Künstliche Intelligenz in der Medizin – Im Spannungsfeld zwischen Fortschritt und Ethik

Künstliche Intelligenz & Ethik im Gesundheitswesen

In der neu entstehenden Dreiecksbeziehung zwischen Künstlicher Intelligenz (KI), Ärzten und Patienten, liegt Potenzial für neue Machtasymmetrien zwischen Mensch und Maschine. Aus diesem Szenario ergeben sich neue ethische Fragestellungen, welche die Initiative D21 in ihrer Studie zum Einsatz Künstlicher Intelligenz in der Medizin, behandelt. In einem Spannungsfeld zwischen technologischem Fortschritt und den damit zusammenhängenden Optimierungspotenzialen, der Frage der Entscheidungshoheit bei der Behandlung und nicht zuletzt der Umgang mit Gesundheitsdaten, gilt es, für die Zukunft die richtigen Entscheidungen zu treffen.

Aufseiten der Ärzte ist die Erwartungshaltung, dass Künstliche Intelligenz lediglich als Hilfestellung bei Behandlungsentscheidungen dient und ihr keine Entscheidungshoheit übertragen wird. Diese Rolle erfüllt KI schon heute sehr erfolgreich in der Radiologie bei der Auswertung von Tomografien. Dafür, dass die Entscheidungshoheit beim behandelnden Arzt bleiben sollte, spricht die Tatsache, dass Behandlungserfolge in einem besonderen Maße von einer menschlichen Interaktion zwischen Ärzten und Patienten abhängen. Zudem können verschiedene, von KI generierte Befunde zu einem gleichen Sachverhalt voneinander abweichen. Nichtsdestotrotz wird sich KI auf das Aufgabenfeld der Mitarbeiter im Gesundheitswesen auswirken. Die prognostizierten Veränderungen können jedoch durchaus als positiv bewertet werden. Durch den Einsatz Künstlicher Intelligenz im Gesundheitswesen kann kostbare Zeit gewonnen werden, die bisher für administrative Prozessschritte notwendig war. Dadurch entsteht mehr Raum für den menschlichen Kontakt zwischen Mitarbeiter und Patienten.

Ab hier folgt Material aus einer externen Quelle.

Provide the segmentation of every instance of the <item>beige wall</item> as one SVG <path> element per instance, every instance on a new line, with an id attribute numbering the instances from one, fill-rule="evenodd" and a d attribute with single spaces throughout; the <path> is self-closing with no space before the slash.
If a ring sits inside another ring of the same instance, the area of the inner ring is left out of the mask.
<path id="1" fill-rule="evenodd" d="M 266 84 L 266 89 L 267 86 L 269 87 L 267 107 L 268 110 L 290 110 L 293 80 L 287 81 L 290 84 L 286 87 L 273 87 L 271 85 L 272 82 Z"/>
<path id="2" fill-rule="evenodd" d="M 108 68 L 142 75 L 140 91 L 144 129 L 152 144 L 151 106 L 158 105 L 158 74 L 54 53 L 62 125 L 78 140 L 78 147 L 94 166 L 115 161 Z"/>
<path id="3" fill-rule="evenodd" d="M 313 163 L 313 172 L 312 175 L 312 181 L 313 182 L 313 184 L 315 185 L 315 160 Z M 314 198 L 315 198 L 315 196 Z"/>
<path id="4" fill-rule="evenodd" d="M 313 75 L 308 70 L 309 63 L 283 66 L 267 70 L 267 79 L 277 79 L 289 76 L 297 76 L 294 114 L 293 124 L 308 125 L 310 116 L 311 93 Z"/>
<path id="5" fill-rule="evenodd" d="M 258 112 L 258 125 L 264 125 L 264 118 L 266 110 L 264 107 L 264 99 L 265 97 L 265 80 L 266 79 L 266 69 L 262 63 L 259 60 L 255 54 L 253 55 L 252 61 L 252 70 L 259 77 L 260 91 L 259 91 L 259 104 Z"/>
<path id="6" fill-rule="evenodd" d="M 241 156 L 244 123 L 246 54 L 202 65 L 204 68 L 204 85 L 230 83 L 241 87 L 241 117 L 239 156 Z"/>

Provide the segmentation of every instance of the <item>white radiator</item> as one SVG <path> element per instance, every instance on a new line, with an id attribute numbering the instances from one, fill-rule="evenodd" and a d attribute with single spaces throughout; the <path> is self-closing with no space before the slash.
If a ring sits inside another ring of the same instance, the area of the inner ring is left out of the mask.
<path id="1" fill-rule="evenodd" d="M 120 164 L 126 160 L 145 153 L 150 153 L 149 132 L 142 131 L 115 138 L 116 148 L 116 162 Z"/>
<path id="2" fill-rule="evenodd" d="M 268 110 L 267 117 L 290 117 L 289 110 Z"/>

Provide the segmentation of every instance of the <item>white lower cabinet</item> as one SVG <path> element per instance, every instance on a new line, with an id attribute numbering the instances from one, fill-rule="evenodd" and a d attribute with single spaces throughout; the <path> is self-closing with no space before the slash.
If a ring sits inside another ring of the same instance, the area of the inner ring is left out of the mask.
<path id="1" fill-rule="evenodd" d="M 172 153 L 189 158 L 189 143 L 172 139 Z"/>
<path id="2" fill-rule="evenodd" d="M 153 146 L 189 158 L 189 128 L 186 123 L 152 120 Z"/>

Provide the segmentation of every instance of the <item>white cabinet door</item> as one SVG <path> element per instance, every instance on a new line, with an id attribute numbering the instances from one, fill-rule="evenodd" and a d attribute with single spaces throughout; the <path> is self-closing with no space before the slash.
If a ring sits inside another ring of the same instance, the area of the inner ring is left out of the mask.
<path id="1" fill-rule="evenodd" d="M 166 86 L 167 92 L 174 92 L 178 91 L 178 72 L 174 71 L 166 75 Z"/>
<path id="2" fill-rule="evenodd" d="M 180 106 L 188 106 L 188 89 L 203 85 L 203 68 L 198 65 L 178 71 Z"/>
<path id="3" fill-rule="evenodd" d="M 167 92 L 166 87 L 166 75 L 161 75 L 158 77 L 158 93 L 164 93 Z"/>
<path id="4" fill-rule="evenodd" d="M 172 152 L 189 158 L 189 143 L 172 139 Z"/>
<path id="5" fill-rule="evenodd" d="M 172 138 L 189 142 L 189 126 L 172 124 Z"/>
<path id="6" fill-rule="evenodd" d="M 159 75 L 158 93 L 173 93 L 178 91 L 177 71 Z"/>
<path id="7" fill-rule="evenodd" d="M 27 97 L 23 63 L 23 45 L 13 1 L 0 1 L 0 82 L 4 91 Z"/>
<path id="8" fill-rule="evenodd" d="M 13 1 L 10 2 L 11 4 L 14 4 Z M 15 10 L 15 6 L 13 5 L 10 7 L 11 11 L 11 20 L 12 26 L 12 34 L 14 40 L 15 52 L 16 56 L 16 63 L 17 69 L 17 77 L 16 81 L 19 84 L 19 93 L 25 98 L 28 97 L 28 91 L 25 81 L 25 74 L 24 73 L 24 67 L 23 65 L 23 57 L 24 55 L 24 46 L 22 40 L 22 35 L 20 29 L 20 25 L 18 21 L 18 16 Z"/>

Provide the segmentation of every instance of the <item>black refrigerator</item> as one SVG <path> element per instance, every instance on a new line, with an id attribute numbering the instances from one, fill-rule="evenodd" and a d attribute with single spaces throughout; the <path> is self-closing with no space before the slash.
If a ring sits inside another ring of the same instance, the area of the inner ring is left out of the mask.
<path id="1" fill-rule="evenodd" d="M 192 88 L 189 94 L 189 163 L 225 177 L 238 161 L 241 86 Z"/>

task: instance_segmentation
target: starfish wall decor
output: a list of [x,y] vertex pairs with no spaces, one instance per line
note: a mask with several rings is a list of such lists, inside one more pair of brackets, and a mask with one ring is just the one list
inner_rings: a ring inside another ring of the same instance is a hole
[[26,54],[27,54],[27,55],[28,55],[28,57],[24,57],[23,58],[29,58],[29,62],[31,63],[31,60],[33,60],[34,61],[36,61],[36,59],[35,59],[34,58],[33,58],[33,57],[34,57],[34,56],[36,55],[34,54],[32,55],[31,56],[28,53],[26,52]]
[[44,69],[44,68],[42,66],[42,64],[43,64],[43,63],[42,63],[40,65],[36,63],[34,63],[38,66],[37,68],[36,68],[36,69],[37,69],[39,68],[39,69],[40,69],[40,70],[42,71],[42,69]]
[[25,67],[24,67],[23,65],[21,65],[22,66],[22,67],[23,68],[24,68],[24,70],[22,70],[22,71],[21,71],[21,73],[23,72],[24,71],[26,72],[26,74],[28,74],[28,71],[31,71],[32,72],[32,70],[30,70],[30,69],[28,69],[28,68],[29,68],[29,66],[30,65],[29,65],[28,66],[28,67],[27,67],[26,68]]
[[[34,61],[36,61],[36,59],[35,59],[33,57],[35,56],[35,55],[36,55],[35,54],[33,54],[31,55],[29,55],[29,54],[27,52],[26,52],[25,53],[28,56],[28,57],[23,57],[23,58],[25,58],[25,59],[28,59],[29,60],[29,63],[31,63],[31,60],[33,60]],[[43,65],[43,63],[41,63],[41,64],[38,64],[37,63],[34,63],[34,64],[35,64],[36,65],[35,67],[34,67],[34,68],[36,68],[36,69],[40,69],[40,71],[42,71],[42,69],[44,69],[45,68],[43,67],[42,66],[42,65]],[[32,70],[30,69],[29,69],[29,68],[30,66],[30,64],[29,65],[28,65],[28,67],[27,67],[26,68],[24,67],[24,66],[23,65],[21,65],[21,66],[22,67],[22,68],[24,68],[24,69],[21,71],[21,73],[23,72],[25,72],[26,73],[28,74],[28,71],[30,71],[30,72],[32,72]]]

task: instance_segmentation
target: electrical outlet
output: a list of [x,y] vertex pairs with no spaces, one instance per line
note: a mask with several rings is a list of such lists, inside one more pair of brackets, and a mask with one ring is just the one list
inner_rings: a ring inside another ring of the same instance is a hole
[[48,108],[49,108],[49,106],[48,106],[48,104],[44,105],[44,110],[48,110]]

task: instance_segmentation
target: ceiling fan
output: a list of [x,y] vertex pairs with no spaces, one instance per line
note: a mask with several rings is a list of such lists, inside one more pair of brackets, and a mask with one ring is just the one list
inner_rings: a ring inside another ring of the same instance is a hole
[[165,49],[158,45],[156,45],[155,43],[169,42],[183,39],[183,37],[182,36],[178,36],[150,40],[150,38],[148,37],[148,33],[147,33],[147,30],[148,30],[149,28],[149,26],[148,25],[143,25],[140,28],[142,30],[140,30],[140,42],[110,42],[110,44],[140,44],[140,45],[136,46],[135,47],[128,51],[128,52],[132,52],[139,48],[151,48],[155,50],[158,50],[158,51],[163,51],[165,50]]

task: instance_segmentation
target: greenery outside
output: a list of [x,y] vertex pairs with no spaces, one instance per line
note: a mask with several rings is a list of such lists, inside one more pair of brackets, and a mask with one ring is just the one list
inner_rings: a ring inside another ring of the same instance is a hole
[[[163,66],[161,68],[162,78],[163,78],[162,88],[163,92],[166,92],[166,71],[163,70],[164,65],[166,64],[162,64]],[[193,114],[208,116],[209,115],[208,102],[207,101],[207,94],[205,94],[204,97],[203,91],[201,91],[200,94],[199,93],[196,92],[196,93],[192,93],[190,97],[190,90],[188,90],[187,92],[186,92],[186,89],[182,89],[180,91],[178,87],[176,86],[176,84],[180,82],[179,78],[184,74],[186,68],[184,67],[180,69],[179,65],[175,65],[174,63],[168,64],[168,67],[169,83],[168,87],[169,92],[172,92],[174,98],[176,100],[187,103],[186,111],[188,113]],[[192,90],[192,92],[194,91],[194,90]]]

Eine Kernfrage, die es zu beantworten gilt, ist wie im Zuge der Digitalisierung mit der Datenverarbeitung im Gesundheitswesen umgegangen werden soll. Für eine effizienzsteigernde Verwendung von Künstlicher Intelligenz im Gesundheitswesen bleibt Big Data ein Schlüsselfaktor. Nur auf Grundlage von einrichtungsübergreifender Datenverarbeitung kann Künstliche Intelligenz lernen und sich selbst optimieren. Hieraus ergibt sich zum einen der Bedarf nach einem ethischen und datenschutzkonformen Umgang mit Gesundheitsdaten und zum anderen der sektorenübergreifende Homogenisierungsbedarf von Gesundheitsdaten. Zudem ist die Datenhoheit für den mündigen Patienten eine elementare Bedingung, die auch wir bei der Entwicklung unserer Produkte, im Spannungsfeld zwischen technologischen Fortschritt und Datenschutz zentral stellen.